Tiga situasi yang sering muncul saat diskusi dengan klien di Bangka Belitung.
Tanpa digital
Website company profile belum ada atau masih sangat sederhana, dokumentasi mining license atau plantation certification tidak jelas, dan kapasitas produksi tidak terstruktur. Buyer dari Malaysia, Singapura, atau China melakukan vendor screening online sebelum nego harga. Tanpa website profesional yang menampilkan production capacity, export track record, dan compliance documentation, eksportir lokal kalah dari supplier Kalimantan atau Sumatera yang online presence-nya lebih kuat.

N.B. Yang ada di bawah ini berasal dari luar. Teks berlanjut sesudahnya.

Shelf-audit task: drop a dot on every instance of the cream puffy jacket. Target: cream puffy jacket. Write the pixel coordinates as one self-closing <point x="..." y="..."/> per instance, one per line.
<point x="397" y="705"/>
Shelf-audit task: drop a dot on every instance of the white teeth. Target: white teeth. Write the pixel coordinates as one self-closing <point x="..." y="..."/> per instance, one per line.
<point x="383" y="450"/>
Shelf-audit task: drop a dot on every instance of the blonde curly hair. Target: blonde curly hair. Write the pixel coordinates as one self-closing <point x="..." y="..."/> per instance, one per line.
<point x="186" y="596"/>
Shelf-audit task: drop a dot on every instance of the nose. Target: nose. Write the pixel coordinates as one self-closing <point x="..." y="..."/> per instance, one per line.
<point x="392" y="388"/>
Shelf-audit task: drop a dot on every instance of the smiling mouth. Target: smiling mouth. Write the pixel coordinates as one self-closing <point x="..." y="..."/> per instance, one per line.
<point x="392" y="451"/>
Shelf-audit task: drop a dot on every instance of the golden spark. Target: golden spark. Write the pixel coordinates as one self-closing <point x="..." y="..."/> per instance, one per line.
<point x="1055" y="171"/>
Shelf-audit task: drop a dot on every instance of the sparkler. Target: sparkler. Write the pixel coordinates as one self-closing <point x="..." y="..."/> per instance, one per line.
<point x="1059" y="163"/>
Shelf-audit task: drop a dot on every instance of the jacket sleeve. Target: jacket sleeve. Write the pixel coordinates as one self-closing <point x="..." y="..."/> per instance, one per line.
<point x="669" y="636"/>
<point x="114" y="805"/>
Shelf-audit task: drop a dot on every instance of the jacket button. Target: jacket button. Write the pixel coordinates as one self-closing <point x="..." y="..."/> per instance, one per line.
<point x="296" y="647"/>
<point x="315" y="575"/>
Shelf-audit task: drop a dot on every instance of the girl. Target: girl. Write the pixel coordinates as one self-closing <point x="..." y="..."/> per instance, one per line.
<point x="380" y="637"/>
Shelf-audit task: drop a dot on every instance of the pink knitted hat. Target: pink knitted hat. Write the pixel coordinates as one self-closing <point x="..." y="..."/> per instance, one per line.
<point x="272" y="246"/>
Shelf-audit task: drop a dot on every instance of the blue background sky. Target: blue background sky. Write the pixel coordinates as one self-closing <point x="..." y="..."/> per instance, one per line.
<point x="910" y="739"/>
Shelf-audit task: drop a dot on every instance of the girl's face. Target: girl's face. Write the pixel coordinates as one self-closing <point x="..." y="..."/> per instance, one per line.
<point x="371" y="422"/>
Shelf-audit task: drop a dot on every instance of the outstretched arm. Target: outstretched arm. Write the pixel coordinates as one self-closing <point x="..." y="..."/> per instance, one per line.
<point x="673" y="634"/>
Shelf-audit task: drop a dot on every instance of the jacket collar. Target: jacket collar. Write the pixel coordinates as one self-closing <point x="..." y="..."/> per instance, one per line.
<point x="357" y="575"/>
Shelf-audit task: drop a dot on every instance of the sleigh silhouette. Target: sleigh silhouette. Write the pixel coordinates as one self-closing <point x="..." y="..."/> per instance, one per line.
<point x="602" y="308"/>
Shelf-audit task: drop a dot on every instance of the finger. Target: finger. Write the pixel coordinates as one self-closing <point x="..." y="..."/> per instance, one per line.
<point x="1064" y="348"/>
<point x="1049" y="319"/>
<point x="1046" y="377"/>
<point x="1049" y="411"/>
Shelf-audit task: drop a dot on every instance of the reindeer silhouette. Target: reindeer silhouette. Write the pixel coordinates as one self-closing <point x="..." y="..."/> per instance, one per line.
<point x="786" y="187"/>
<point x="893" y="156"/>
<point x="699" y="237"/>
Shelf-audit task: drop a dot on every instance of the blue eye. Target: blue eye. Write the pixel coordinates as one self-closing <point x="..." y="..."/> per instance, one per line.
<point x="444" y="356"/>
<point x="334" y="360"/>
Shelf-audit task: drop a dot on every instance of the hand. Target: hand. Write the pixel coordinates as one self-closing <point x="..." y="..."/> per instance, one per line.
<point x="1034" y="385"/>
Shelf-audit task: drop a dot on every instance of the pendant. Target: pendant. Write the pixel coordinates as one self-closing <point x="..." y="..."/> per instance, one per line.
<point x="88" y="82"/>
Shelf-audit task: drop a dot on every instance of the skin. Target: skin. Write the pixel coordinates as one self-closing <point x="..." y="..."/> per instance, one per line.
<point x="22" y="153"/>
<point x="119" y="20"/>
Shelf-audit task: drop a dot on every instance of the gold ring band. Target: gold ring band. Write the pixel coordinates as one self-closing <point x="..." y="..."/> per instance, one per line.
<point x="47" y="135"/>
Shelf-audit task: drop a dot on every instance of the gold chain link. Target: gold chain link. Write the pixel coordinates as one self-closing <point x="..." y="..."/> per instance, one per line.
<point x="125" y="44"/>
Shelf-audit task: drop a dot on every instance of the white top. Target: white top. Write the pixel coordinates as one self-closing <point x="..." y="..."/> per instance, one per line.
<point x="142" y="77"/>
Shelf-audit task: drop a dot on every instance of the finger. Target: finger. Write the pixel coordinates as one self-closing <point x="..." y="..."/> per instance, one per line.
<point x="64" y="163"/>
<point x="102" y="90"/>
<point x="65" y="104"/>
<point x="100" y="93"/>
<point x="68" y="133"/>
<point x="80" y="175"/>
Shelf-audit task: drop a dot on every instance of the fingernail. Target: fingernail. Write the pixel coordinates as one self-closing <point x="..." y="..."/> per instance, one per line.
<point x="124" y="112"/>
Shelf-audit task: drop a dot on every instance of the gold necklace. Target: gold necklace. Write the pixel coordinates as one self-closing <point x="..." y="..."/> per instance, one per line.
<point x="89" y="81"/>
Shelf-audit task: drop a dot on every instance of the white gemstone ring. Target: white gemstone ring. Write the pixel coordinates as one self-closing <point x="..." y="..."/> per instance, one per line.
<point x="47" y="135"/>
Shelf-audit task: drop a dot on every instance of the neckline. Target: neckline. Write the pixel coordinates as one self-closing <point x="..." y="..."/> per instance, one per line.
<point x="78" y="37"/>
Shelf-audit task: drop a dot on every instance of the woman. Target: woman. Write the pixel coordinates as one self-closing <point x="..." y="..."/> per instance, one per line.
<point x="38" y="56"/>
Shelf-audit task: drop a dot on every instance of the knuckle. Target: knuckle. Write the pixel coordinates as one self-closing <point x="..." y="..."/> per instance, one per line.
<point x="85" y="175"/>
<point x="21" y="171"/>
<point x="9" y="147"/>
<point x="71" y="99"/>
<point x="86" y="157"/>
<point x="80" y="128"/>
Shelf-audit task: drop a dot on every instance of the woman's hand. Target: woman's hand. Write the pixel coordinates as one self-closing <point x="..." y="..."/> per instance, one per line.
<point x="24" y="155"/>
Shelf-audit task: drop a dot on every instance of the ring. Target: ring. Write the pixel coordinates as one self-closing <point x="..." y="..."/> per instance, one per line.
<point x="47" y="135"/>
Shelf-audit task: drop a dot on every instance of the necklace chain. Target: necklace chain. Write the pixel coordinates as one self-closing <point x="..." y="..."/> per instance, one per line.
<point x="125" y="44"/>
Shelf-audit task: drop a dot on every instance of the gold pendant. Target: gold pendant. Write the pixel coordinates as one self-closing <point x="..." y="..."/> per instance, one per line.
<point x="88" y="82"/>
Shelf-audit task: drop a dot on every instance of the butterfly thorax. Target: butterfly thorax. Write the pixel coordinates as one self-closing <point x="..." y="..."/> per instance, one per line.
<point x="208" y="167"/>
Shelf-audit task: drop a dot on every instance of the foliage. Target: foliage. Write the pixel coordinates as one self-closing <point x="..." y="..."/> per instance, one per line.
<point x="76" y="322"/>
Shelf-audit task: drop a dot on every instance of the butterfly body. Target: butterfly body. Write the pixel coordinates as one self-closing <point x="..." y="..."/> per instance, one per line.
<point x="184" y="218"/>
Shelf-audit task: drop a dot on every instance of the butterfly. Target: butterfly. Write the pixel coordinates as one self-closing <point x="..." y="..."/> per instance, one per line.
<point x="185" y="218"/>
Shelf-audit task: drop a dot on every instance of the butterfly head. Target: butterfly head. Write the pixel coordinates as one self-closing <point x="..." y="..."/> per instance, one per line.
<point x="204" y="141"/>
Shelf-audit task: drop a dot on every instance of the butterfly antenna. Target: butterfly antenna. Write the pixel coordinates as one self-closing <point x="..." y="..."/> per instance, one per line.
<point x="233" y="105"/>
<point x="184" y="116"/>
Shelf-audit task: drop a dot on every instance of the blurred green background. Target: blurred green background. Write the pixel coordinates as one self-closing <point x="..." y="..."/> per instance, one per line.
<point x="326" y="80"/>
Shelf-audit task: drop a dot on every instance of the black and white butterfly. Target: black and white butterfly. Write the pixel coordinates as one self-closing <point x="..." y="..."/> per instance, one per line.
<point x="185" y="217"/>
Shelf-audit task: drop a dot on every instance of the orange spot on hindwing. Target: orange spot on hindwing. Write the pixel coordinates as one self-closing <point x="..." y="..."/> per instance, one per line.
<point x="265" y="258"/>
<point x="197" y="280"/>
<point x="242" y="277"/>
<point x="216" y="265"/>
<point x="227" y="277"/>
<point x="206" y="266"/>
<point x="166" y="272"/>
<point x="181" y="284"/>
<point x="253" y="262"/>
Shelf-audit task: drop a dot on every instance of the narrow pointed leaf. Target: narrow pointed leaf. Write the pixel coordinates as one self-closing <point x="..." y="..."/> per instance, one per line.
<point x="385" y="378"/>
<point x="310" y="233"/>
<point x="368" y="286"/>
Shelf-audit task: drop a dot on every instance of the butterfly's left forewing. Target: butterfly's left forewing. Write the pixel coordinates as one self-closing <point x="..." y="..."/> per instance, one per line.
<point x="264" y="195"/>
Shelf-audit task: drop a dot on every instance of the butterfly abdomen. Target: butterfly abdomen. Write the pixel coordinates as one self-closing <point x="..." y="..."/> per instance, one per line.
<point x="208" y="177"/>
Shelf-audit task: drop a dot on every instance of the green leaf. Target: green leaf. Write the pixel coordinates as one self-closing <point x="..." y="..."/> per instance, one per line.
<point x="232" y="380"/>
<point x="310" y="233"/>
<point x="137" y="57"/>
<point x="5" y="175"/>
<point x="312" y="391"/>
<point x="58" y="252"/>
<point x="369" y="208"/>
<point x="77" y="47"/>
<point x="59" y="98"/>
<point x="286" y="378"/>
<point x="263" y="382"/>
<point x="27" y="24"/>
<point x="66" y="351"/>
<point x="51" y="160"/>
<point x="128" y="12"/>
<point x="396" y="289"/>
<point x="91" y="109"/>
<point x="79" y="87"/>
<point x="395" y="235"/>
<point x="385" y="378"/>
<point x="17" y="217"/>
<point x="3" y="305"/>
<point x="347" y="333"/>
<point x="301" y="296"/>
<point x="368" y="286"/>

Komoditas seperti timah dan lada butuh trust signal kuat karena volume besar dan payment term panjang.
Dengan solusi tepat
Website eksportir dengan product specification, mining/plantation certification, export history, capacity documentation, dan buyer inquiry form multilingual untuk kredibilitas B2B internasional.
Tanpa digital
Booking tour masih lewat WhatsApp atau marketplace yang potong komisi besar, jadwal guide dan boat tidak terkoordinasi dengan baik, dan stok seafood tidak realtime. Ketika high season, overbooking sering terjadi karena tidak ada calendar terintegrasi. Guide dan captain boat tidak ada absensi digital, payroll masih manual dan sering dispute. Resto seafood kesulitan forecast stock karena data penjualan tidak tercatat rapih. Bisnis pariwisata tumbuh pesat tapi operasional belum scalable karena masih pakai sistem manual.
Dengan solusi tepat
Aplikasi tour & resto management dengan booking calendar, guide & boat scheduling, GPS tracking tour, seafood inventory, dan payment tracking untuk operasional wisata yang lebih terstruktur.
Tanpa digital
Distribusi ke pulau-pulau kecil masih koordinasi manual, inventory tidak realtime per agen atau toko, dan jadwal kapal cargo tidak terintegrasi dengan order. Ketika supply ke Belitung, Bangka Tengah, atau pulau kecil lainnya, barang sering telat atau salah kirim karena koordinasi lemah. Piutang agen over limit baru ketahuan setelah barang keluar, dan stock opname manual memakan waktu lama. Owner tidak bisa lihat realtime stok mana yang fast-moving per area dan kapal mana yang lagi transit. Inter-island logistics butuh sistem yang bisa handle offline mode dan sync otomatis.
Dengan solusi tepat
Software distribusi multi-pulau dengan inventory realtime per lokasi, shipping schedule integration, agen credit limit management, offline-capable mobile app, dan dashboard logistics per route.